C. Sur le travail dissimulé
Suivant l'article L.8221-5 du code du travail:
'Est réputé travail dissimulé par dissimulation d'emploi salarié le fait pour tout employeur :
1°Soit de se soustraire intentionnellement à l'accomplissement de la formalité prévue à l'article L.1221-10, relatif à la déclaration préalable à l'embauche ;
2°Soit de se soustraire intentionnellement à la délivrance d'un bulletin de paie ou d'un document équivalent défini par voie réglementaire, ou de mentionner sur le bulletin de paie ou le document équivalent un nombre d'heures de travail inférieur à celui réellement accompli, si cette mention ne résulte pas d'une convention ou d'un accord collectif d'aménagement du temps de travail conclu en application du titre II du livre Ier de la troisième partie ;
3°Soit de se soustraire intentionnellement aux déclarations relatives aux salaires ou aux cotisations sociales assises sur ceux-ci auprès des organismes de recouvrement des contributions et cotisations sociales ou de l'administration fiscale en vertu des dispositions légales'.

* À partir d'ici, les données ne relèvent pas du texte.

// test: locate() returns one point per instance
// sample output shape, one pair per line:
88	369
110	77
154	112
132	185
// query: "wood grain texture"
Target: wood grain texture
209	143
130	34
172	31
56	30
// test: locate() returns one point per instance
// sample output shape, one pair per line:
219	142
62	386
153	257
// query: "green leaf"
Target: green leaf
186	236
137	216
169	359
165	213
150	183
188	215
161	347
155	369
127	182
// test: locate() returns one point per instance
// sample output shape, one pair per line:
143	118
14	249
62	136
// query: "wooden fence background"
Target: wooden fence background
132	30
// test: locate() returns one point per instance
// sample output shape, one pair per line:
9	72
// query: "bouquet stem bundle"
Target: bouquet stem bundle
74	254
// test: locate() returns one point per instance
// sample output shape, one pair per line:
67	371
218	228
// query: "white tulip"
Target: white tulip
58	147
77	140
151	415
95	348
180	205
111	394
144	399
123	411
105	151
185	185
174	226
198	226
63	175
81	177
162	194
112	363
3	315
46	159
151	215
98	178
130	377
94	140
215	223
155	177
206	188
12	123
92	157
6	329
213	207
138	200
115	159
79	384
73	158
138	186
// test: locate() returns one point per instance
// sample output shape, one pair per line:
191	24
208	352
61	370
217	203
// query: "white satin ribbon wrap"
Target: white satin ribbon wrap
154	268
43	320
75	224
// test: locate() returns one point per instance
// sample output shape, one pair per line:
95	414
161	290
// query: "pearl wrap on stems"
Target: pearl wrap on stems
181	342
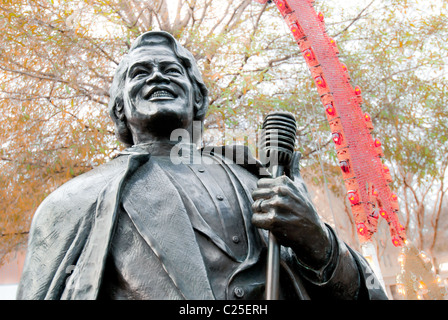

L'article L.8223-1 du code du travail prévoit qu'en cas de rupture de la relation de travail, le salarié auquel un employeur a eu recours en commettant des faits de travail dissimulé a droit à une indemnité forfaitaire égale à six mois de salaire.
Le travail dissimulé n'est constitué qu'à la condition que l'intentionnalité de l'employeur soit démontrée.
Il a été jugé que lorsque des auto-entrepreneurs fournissaient à une société des prestations dans des conditions les plaçant dans un lien de subordination juridique permanente, la présomption de non salariat tombe et que l'infraction de travail dissimulé est caractérisée (Cass. crim., 15 déc. 2015, n°14-85.638).
En l'espèce, il apparaît que M. [S], qui a travaillé durant plus de six ans pour la société Hotpixel n'a jamais fait l'objet d'une déclaration préalable à l'embauche, et que la stratégie de cette dernière consistait à faire appel à des auto-entrepreneurs afin de minimiser les coûts, notamment en s'exonérant des charges patronales (cotisations sociales, impôts...), ainsi que cela ressort clairement d'échanges de mails du 4 octobre 2016 entre [I] [C] (directeur éditorial) et [J] [S]:
[S] [J]: ' D'ailleurs il ne faut pas oublier que sur chaque facture que tu me règles, il y a 23 % que je dois reverser à l'État t'évitant ainsi de payer des charges salariales et me faisant perdre une bonne partie de mon salaire. On m'a d'ailleurs indiqué que cette pratique de faire bosser un auto entrepreneur pour une seule société, est considérée comme du travail salarial camouflé ce qui est illégal et pourrait finir un jour par te jouer un tour donc soit prudent avec ça.';
Ce à quoi [I] [C] a répondu: 'Merci de me rappeler tout ça mais je suis parfaitement conscient de tous les éléments et règles qui gravitent autour de l'AE. Tout le monde est passé par là. Le système de l'AE est loin d'être parfait dès lors qu'on a passé les deux ou trois premières années. Pour ce qui est de l' 'illégalité' du statut c'est pas ou peu applicable, surtout pour une structure comme la nôtre qui n'abuse pas et qui ne pourrait de toute façon pas se permettre une embauche sans l'AE correspondant. Il est également à noter que les AE qui nous facturent uniquement et personne d'autre sont plutôt rares.'
Dans ces conditions, la société Hotpixel s'est rendue coupable de travail dissimulé et il convient de la condamner à payer à M. [S] la somme de 12.500 € nets à titre de dommages-intérêts.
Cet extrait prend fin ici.